Les cinq douzaines de rapporteurs spéciaux des Nations Unies et d'autres experts des droits de l'homme – mandatés par les Nations Unies mais ne les représentant pas – ont déclaré aujourd'hui, dans un communiqué, qu'ils avaient déjà exprimé à plusieurs reprises leur préoccupation sur ces questions aux autorités de Pékin. .

La déclaration fait notamment référence à la "répression collective" contre les minorités ethniques et religieuses au Xinjiang et au Tibet, ainsi qu'à l'usage excessif de la force contre les manifestants à Hong Kong.

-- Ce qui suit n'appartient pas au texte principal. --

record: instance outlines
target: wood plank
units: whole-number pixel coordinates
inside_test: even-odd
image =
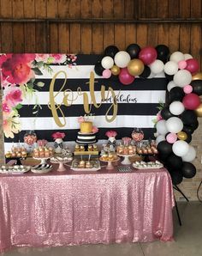
[[[147,46],[147,25],[137,25],[137,44],[141,47]]]
[[[111,19],[114,16],[113,0],[103,0],[103,17]],[[104,49],[115,44],[114,24],[104,24]]]
[[[190,0],[180,0],[180,17],[189,18],[190,15]]]
[[[169,17],[179,18],[180,11],[179,0],[169,0]]]
[[[146,11],[146,18],[157,18],[157,0],[147,0]]]
[[[13,1],[13,16],[15,19],[23,18],[23,0]],[[13,24],[13,43],[14,43],[14,52],[25,52],[25,40],[24,40],[24,24],[15,23]]]
[[[202,16],[202,3],[201,0],[191,1],[191,17],[200,18]]]
[[[47,1],[47,18],[56,18],[58,16],[57,0]],[[50,52],[57,53],[58,48],[58,24],[50,23]]]
[[[102,0],[92,0],[92,17],[102,18]],[[94,54],[103,53],[103,24],[92,25],[92,52]]]
[[[157,17],[168,18],[169,16],[169,1],[168,0],[157,0]]]
[[[149,24],[147,27],[147,45],[156,47],[157,45],[157,25]]]
[[[46,18],[46,1],[35,0],[35,15],[39,19]],[[39,53],[50,52],[46,33],[44,23],[36,24],[36,52]]]
[[[69,16],[69,0],[58,0],[58,17]],[[70,53],[69,24],[58,24],[58,51],[61,53]]]
[[[189,24],[181,24],[180,27],[180,51],[183,53],[190,52],[191,29]],[[195,40],[195,39],[194,39]]]
[[[1,16],[3,18],[12,17],[12,1],[1,0]],[[13,52],[13,27],[12,23],[2,23],[2,52]]]
[[[24,0],[24,17],[34,18],[34,0]],[[25,23],[25,52],[36,52],[36,26],[34,23]]]
[[[170,53],[179,51],[179,41],[180,41],[180,26],[178,24],[173,24],[169,26],[169,46]]]

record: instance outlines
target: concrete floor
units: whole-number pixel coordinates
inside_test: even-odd
[[[182,226],[174,210],[175,241],[18,248],[3,256],[202,256],[202,204],[178,203]]]

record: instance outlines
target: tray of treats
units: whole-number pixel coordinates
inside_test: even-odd
[[[133,167],[136,169],[158,169],[163,168],[163,165],[159,161],[147,162],[136,161],[133,163]]]
[[[31,172],[34,174],[46,174],[52,169],[52,165],[50,164],[38,164],[35,166],[33,166],[31,168]]]
[[[15,165],[15,166],[1,166],[0,174],[21,174],[31,170],[30,166]]]
[[[86,161],[74,159],[71,166],[71,169],[74,171],[98,171],[100,168],[99,161],[97,159]]]

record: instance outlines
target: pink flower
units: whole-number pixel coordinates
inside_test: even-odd
[[[11,84],[23,84],[34,77],[31,70],[31,63],[34,60],[35,54],[12,54],[2,63],[3,78]]]
[[[5,101],[10,107],[15,107],[22,101],[22,92],[18,87],[7,87],[4,90]]]
[[[108,131],[105,133],[105,136],[107,136],[108,137],[116,137],[116,135],[117,135],[117,132],[115,131]]]
[[[50,57],[54,58],[53,62],[56,63],[64,63],[67,59],[67,56],[65,54],[50,54]]]
[[[64,132],[55,132],[52,134],[52,137],[54,139],[56,139],[56,138],[64,138],[65,137],[65,133]]]
[[[99,129],[98,129],[98,127],[96,127],[96,126],[92,126],[92,131],[93,133],[98,132],[98,131],[99,131]]]

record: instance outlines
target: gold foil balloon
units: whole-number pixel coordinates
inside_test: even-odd
[[[110,69],[111,74],[114,76],[118,76],[120,73],[120,68],[116,65],[113,65],[113,67]]]
[[[202,80],[202,73],[193,75],[193,80]]]
[[[194,110],[199,118],[202,118],[202,103]]]
[[[131,76],[140,76],[144,71],[145,65],[140,59],[134,58],[128,63],[127,68]]]
[[[177,137],[181,140],[186,140],[187,138],[187,134],[184,131],[179,131],[177,133]]]

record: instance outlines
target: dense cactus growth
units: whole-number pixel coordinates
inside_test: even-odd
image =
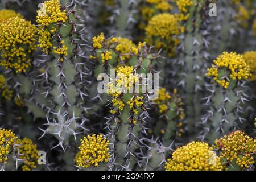
[[[1,1],[0,170],[255,170],[255,6]]]

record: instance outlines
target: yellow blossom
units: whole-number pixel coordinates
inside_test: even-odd
[[[256,81],[256,51],[247,51],[243,55],[246,64],[249,66],[252,74],[251,81]]]
[[[250,67],[243,56],[235,52],[224,52],[213,61],[213,63],[212,68],[207,69],[206,75],[213,77],[214,80],[225,89],[228,88],[230,79],[245,80],[251,76]],[[225,71],[224,75],[220,75],[221,71],[221,73]]]
[[[36,49],[36,28],[18,16],[0,23],[0,65],[16,72],[26,72],[31,65],[30,54]]]
[[[79,151],[75,161],[76,165],[82,168],[90,166],[98,167],[101,162],[106,162],[109,158],[109,142],[101,134],[87,135],[81,139]]]
[[[181,32],[181,27],[174,15],[159,14],[152,18],[146,28],[146,41],[155,45],[158,49],[163,48],[169,57],[175,55],[175,48],[179,44],[177,36]]]
[[[17,138],[11,130],[0,129],[0,164],[7,163],[8,154],[11,151]]]
[[[220,157],[231,163],[236,163],[242,168],[248,168],[255,161],[253,154],[256,152],[256,139],[237,130],[215,140],[214,148],[220,150]]]
[[[12,17],[23,18],[22,15],[12,10],[3,9],[0,10],[0,22],[9,19]]]
[[[221,159],[209,144],[192,142],[172,153],[166,163],[167,171],[222,171]]]
[[[255,36],[256,36],[256,17],[254,19],[254,20],[253,21],[253,34]]]
[[[35,169],[39,158],[36,144],[27,138],[18,139],[16,144],[18,146],[16,152],[20,154],[19,158],[24,160],[24,164],[22,166],[22,170],[31,171]]]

Les experts dénoncent également l'utilisation possible d'agents chimiques et l'existence de cas de harcèlement sexuel contre des manifestants, estimant que la nouvelle loi de Hong Kong sur la sécurité nationale «viole les obligations juridiques internationales de la Chine et impose de sévères restrictions aux droits civils et politiques. dans la région autonome ».

Les éléments qui collaborent avec les Nations Unies expriment également leur inquiétude quant au fait que les journalistes, les équipes médicales et les personnes qui exercent leur droit à la liberté d'expression «  en ligne '' dans le contexte de la pandémie de Covid-19 ont fait l'objet de représailles de la part des autorités.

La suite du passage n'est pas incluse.